The present invention relates to a method of operating a cursor for extracting characteristic information of a ship noise source, and more particularly, for extracting single tonal feature information using an automatic extraction algorithm for tonal center frequency, tonal stability, and tonal width, which are main characteristic information of a ship noise source. The present invention relates to a method of operating a cursor for extracting feature information of a ship noise source, which automatically extracts single and multiple tonal feature information of a ship using a cursor technology and a cursor technology for extracting multiple tonal feature information.

Cursor for conventional tonal extraction can extract only the tonal center frequency, and the tonal stability and tonal width are determined by the operator after analyzing the signal directly from the signal processing gram data. Therefore, the cursor for tonal extraction takes a lot of time when extracting feature information because the operator has to determine the tonal stability and tonal width after extracting the center frequency for each tonal signal from many tonal signals in the signal processing gram data. Affects accuracy and reliability.

1 is a flowchart illustrating a method of operating a conventional tonal feature information extraction cursor.

The conventional method of operating the cursor for extracting tonal feature information selects the tonal to be extracted by the operator (010), extracts the center frequency of the tonal (020), and extracts the tonal stability and tonal width when the center frequency of the tonal is completed. Extract manually (030 ~ 040). Tonal feature information extraction is completed by repeatedly performing the center frequency extraction, the tonal stability extraction, and the tonal width extraction (steps 020 to 040) of the tonals of FIG. 1 for all tonals.

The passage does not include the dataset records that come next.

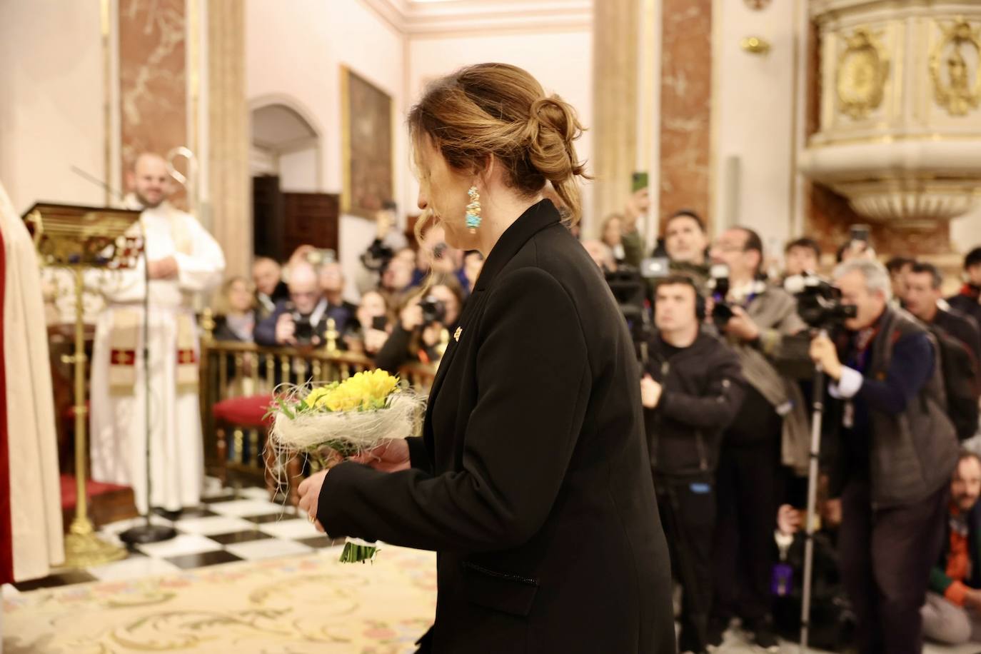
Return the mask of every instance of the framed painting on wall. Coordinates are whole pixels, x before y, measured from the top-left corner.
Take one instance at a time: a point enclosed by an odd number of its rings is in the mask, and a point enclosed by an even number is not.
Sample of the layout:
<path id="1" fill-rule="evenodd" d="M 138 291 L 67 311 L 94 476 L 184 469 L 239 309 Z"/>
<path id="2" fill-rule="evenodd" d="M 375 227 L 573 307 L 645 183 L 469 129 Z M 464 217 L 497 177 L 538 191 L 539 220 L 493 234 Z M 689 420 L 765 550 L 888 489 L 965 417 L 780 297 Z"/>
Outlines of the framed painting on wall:
<path id="1" fill-rule="evenodd" d="M 345 66 L 340 68 L 344 214 L 374 218 L 395 196 L 391 96 Z"/>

The characteristic information, which is a characteristic of noise source, is extracted and applied from the detected signal to identify underwater noise sources of shelves. Representative noise source features include tonal center frequency, tonal stability characteristics, and tonal width characteristics.

In the process of extracting ship noise source feature information, it is determined whether the tonal signal to be extracted from the signal processing gram data exists, and then the tonal center frequency is extracted using a tool such as a cursor for tonal extraction. In order to extract the tonal stability and tonal width, the operator should directly read the signal processing gram data and analyze the characteristics of the tonal to calculate the rough tonal stability and width. However, the process of extracting ship noise source feature information takes a lot of extraction time because the tonal stability and tonal width must be extracted after extracting frequencies for each tonal signal if there are many tonal signals in the signal processing gram data. The results also depended on the analysis ability of the operator.

The present invention has been proposed to solve the problems of the prior art, and an object of the present invention is to extract the tonal center frequency, tonal stability, and tonal width, which are the main characteristic information of a ship noise source, and a single tonal feature information extraction cursor using an automatic extraction algorithm. The present invention provides a method of operating a cursor for extracting feature information of a ship noise source, which automatically extracts single tonal feature information and multiple tonal feature information of complex and diverse ships by using a cursor technology for extracting multiple tonal feature information.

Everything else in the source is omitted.